Yeah, that's exactly right. You take the embedding of your query and then compare it to the embeddings of your documents (or chunks of documents).
You can use vector databases that implement the Approximate Nearest Neighbors (ANN) algorithm, or if you don't have too many documents you can just brute force the similarity comparison.
I'm not sure at what point you _really_ need or want a vector database, but anecdotally, calculating the Hamming distance for a couple thousand vectors seems pretty negligible.
Very cool thanks. I am using pgvector right now. I will run into scaling issues at some point I suspect/hope.
I’ve been thinking about some setup on object storage. The data I have could be grouped per account.

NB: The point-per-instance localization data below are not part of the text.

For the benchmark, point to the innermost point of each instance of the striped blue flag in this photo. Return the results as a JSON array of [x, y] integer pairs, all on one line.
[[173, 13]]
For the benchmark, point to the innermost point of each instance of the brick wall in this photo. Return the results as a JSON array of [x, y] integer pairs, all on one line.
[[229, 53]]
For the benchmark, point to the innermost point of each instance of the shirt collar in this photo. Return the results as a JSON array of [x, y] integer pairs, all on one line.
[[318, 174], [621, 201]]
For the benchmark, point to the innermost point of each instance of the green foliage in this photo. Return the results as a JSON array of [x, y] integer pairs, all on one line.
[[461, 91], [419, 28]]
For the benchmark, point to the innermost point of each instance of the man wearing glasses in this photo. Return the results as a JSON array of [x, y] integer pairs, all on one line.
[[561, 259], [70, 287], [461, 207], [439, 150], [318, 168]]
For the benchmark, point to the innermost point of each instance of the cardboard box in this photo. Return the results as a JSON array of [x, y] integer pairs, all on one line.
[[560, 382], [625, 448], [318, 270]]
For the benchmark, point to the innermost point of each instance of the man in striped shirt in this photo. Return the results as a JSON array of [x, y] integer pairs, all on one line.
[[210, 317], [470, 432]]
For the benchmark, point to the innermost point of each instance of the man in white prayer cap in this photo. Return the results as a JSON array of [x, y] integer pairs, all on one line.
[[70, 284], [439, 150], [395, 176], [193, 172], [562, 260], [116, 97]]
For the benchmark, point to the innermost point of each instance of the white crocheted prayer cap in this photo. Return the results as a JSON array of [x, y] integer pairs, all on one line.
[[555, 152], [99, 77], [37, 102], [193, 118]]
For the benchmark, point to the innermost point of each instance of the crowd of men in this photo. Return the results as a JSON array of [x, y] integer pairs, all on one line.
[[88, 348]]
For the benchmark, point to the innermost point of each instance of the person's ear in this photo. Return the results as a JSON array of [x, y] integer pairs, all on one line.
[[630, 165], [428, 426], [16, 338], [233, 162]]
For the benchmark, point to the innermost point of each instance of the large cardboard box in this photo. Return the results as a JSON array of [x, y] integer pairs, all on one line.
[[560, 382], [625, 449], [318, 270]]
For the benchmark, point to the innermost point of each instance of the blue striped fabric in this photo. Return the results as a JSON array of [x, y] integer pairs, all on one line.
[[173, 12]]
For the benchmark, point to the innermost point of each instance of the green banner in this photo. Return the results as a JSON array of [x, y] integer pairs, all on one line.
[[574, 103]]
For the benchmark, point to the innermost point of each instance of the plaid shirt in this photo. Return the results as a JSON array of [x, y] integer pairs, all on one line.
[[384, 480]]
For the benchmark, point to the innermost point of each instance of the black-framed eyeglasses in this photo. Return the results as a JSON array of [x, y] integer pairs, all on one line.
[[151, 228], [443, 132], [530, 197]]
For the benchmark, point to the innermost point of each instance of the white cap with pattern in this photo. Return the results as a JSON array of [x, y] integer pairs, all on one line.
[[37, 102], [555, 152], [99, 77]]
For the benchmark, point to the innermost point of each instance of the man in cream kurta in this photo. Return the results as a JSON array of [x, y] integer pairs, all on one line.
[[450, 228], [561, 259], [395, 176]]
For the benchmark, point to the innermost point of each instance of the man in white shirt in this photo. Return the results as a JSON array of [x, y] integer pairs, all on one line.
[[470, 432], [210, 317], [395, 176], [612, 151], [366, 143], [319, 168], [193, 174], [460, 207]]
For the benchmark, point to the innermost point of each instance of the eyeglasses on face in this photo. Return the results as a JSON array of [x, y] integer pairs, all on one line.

If you are able to compress the total index size to 1% of traditional vectors you can probably get a long way with fetching the binaries from s3 only when necessary to some sort of warm cache location.
Or just get a hetzner machine with 20TB of storage and not worry about it I guess
It got me thinking, what might it look like to natively train a binary quantized embedding model? You can’t do calculus per se on {0,1}, but maybe you could do something like randomly flip bits with a probability weighted by the severity of the error during backprop… anyway, I’m sure there’s plenty of literature about this.
Probably just an extreme version of quantization-aware training? During training you round the prediction to the range you want, but keep it as a float.
Since rounding isn’t differentiable there’s fancy techniques to approximate that as well.
> QAT backward pass typically uses straight-through estimators (STE), a mechanism to estimate the gradients flowing through non-smooth functions
Yes, binary embeddings are cool indeed. And because they can be so small they even double down as powerful cluster identifiers. Built this a while ago: https://huggingface.co/spaces/iscc/iscc-sct
I wonder what would happen if we quantized each dimension to 0.5 (or even fewer) bits instead of 1, i.e., taking 2 (or more) scalar components at a time and mapping them to 0 or 1 based on some carefully designed rules.